Thoughts after my second attempt, in which I was kindly given additional resources to read & appreciate this book!:

This is a short book (~4 hours on audio), but its scope is vast. The theme of "work/life balance" (not called that here, but what we might blithely refer to) especially resonated for me with this reading. I also liked considering what is visible vs invisible, or seen vs not seen, in a society. I found the book a bit difficult early on, as it felt meandering and wandering, and/but the narrative arc really seemed to tighten up to me as the book went on. This made it easier for me to grasp, and made me reflect on why that uncertainty early on was challenging. Overall, I found the book pretty sad, and/but I enjoyed some of the meditations on grief. Very thought-provoking!

this made me feel something, which is my main criteria for 5 star books. hmm
in other ways this was a 3 - 4.5 star book, some explanations were too long winded for me but it did catch my heart in a way, i liked the style, so a spontaneous five for a moment at least!

(also i'm sick of somehow only having 2 or 4 star books this year, what is up with that?! if i hadnt this would probably be another 4 star?? i think i need to go over all of them again and even out my ratings..?)

i love short books.

anyone can make a point with hundreds of pages to do it. in less than 200, tokyo ueno station is as thoughtful and effective, and significantly more striking.

we follow kazu, a recently dead homeless man who, as a ghost, is only as unseen and ignored as any other homeless person in the villages that make up the park he spent his life and death in. kazu's life is tied to the olympics, where his roots as a laborer led him to the path of poverty and struggle life cruelly put him on, and to the japanese imperial family, whose opulence is always near and yet so far away.

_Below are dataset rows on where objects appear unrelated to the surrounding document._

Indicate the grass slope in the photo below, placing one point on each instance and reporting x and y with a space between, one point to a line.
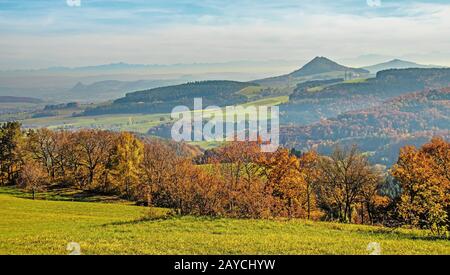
45 227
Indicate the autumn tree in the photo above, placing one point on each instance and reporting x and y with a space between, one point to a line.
94 148
33 177
343 176
130 152
158 166
307 165
10 152
423 176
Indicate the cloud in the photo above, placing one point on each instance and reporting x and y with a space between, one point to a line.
374 3
184 31
73 3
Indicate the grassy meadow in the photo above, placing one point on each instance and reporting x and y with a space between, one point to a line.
47 226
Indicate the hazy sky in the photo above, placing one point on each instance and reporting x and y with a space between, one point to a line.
46 33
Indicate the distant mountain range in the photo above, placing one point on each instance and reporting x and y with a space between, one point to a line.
321 65
15 99
320 68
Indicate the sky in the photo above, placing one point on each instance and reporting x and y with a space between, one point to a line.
48 33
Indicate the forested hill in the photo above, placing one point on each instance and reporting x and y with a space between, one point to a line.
163 99
408 119
389 83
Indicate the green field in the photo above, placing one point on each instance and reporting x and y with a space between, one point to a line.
46 227
139 123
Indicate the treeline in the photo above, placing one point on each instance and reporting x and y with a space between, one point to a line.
235 180
164 99
387 84
375 129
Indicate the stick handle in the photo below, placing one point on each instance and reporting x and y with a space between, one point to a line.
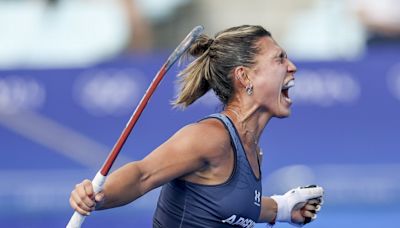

within just these parameters, miri's exploration of global imperialism, wealth, and greed is unforgettable. each choice is purposeful and powerful, and it's a tiny book i'll remember for a long time.

bottom line: much more than the sum of its pages.

I was not the intended audience! As with most Japanese translations, i found the prose beautiful but it was just so sad and steeped in historical contexts that just wasnt for me.


A mundane read about the homeless ghost of a man living in the park near the Tokyo Ueno station. Explores the experience of being homeless, working your life away, and constant, never-ending loss.

An absolutely miserable, devastating read. For such a short book, it took me so long to get through.
dark emotional sad medium-paced
Plot or Character Driven: A mix
Strong character development: Yes
Loveable characters: Complicated
Diverse cast of characters: No
Flaws of characters a main focus: Yes

This really drove home how homeless people are treated almost like ghosts while they're alive. It's pretty relentlessly bleak, which I guess is kind of the point. I thought the prose of the translation was good.

In terms of my political position, these sort of stories are certainly important in centering marginalized and erased communities. Japan is not alone in needing to do much better to empower and care for the unhoused.

Yet as a reader, I can only handle so much emotional brutality! I think even I shield myself from the pain and sadness of the homeless crisis in America (I’d collapse into a puddle if I let it really sink in), and I wondered if my reaction was unfair. But the story feels like one only of victimhood, passivity, and trauma—erasing the possibility of agency and liberation by and for the unhoused. We should allow ourselves to feel the pain of stories like these but the book ends feeling like an open wound—devastated and angry, but lost in the same world of the ghost: all feeling with no where to go.